Local defense contractors Northrop Grumman, General Atomics Aeronautical Systems, SAIC, Cubic and General Dynamics were among the more than 300 companies showcasing their products at the Association of Unmanned Vehicle Systems International's annual conference in San Diego Tuesday.
The event, which brings together all of the unmanned disciplines in the $2.9 billion industry -- air, ground and maritime -- continues Wednesday and Thursday at the San Diego Convention Center.
Northrop Grumman (NYSE: NOC) was on hand to give an update of its Global Hawk aircraft.
The Global Hawk is a high altitude, long endurance system that can capture images and collect data in real time.
The aircraft was used to help firefighters battle the wildfires that blazed across Southern California last fall.
It can fly as high as 60,000 feet in the air, safely away from any commercial air traffic and protected from any hazardous weather. It also can achieve sensor visibility of 300 nautical miles and reach groundspeeds of more than 300 knots.
"We often refer to the Global Hawk as a low altitude, highly mobile satellite," said Edward Walby, director of business development for the Global Hawk system.
The idea of using the Global Hawk to support recovery efforts during a natural disaster occurred during Hurricane Katrina.
But because the aircraft's capabilities were relatively new and therefore not understood, officials didn't use it for Katrina.
When the wildfires hit San Diego and Los Angeles counties last October, however, officials at Beale Air Force Base -- just north of Sacramento and home to the Global Hawk -- prepared for action.
But it still took four days to get approval for the Global Hawk to fly over Southern California.
"It's not that the process is difficult, it's that people aren't educated on what the capabilities offer, so people don't know what to ask for," Walby said.
The unmanned aircraft flew over the region at night to pinpoint hotspots, allowing firefighters to plan their activities the next day.
Fire officials wanted the previous night's information by 5 a.m., so they could sort through the pictures and relay the information to their crews.
The firefighters only asked for infrared images, although the Global Hawk can provide other types of data.
"They were astonished as to how much data could be collected," Walby said. "We learned a lot from this operation."
One lesson was communication. Walby said the Global Hawk has a lot of capabilities that weren't used -- like providing images in real time -- but that wasn't communicated to the firefighters.
Other parts of the system need refining too, according to Walby.
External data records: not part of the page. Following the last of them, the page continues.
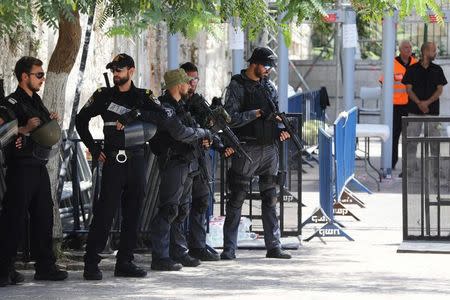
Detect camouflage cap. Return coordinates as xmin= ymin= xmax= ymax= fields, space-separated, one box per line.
xmin=106 ymin=53 xmax=134 ymax=69
xmin=247 ymin=47 xmax=277 ymax=67
xmin=163 ymin=69 xmax=193 ymax=89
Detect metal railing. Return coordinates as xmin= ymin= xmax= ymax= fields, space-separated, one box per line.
xmin=402 ymin=116 xmax=450 ymax=240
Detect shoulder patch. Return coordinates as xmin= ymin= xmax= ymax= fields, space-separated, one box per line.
xmin=8 ymin=97 xmax=17 ymax=104
xmin=83 ymin=95 xmax=94 ymax=108
xmin=163 ymin=107 xmax=175 ymax=118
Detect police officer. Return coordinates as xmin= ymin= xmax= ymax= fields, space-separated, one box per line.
xmin=75 ymin=53 xmax=166 ymax=280
xmin=151 ymin=69 xmax=214 ymax=271
xmin=220 ymin=47 xmax=291 ymax=259
xmin=0 ymin=56 xmax=67 ymax=286
xmin=180 ymin=62 xmax=234 ymax=261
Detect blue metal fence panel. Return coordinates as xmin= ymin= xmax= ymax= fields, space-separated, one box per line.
xmin=344 ymin=106 xmax=358 ymax=183
xmin=319 ymin=128 xmax=334 ymax=220
xmin=334 ymin=114 xmax=347 ymax=199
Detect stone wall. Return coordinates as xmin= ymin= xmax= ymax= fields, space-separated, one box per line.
xmin=289 ymin=59 xmax=450 ymax=123
xmin=0 ymin=16 xmax=231 ymax=138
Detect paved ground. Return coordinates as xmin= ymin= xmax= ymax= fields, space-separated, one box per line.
xmin=0 ymin=142 xmax=450 ymax=300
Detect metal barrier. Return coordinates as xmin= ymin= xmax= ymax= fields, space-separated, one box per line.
xmin=302 ymin=128 xmax=353 ymax=241
xmin=302 ymin=107 xmax=370 ymax=241
xmin=402 ymin=116 xmax=450 ymax=240
xmin=288 ymin=88 xmax=326 ymax=146
xmin=220 ymin=114 xmax=302 ymax=236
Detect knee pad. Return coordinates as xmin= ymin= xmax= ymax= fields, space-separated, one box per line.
xmin=227 ymin=191 xmax=247 ymax=208
xmin=259 ymin=175 xmax=278 ymax=191
xmin=176 ymin=202 xmax=189 ymax=223
xmin=159 ymin=204 xmax=178 ymax=223
xmin=261 ymin=188 xmax=278 ymax=207
xmin=227 ymin=169 xmax=252 ymax=191
xmin=192 ymin=195 xmax=209 ymax=214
The request and approval process needs to be streamlined.
Northrop Grumman is looking at all of the Global Hawk's capabilities, including using it as a communication relay and allowing it to provide direct imagery distribution to cell phones and PDAs.
The Global Hawk can be used for border patrol, coastal patrol and disaster relief.
The aircraft can track hurricanes and tropical depressions for their entire duration, Walby said.
It also can help identify crowded evacuation routes, enabling officials to redirect traffic. And Global Hawk can help locate people who are stranded by using infrared imagery and assess the damage a hurricane leaves.
"You would save lives if you had a system such as Global Hawk over every type of hurricane operation," Walby said.
The aircraft can carry a payload of 3,000 pounds and fly for more than 35 hours without refueling.
Without a payload, it can fly for as many as 42 hours straight. At this point, it can't be refueled in the air.
It can be flown autonomously without any human interaction, but Northrop Grumman officials like to have a pilot oversee the operations. The pilot uses a keyboard and mouse to change where the sensor looks.
"The pilot is always there to decide what to do next because things on the ground (can) change dramatically," Walby said.
Northrop Grumman already has an agreement with NASA to use the planes for environmental research and weather monitoring.
And the Air Force has put in an order for 54 Global Hawks to be used for intelligence, surveillance and reconnaissance.
Northrop Grumman also had international interest in the aircraft and it's building a Euro Hawk for Germany.
"They are other counties with equal concerns about homeland security that look at Global Hawk at the ideal solution," Walby said.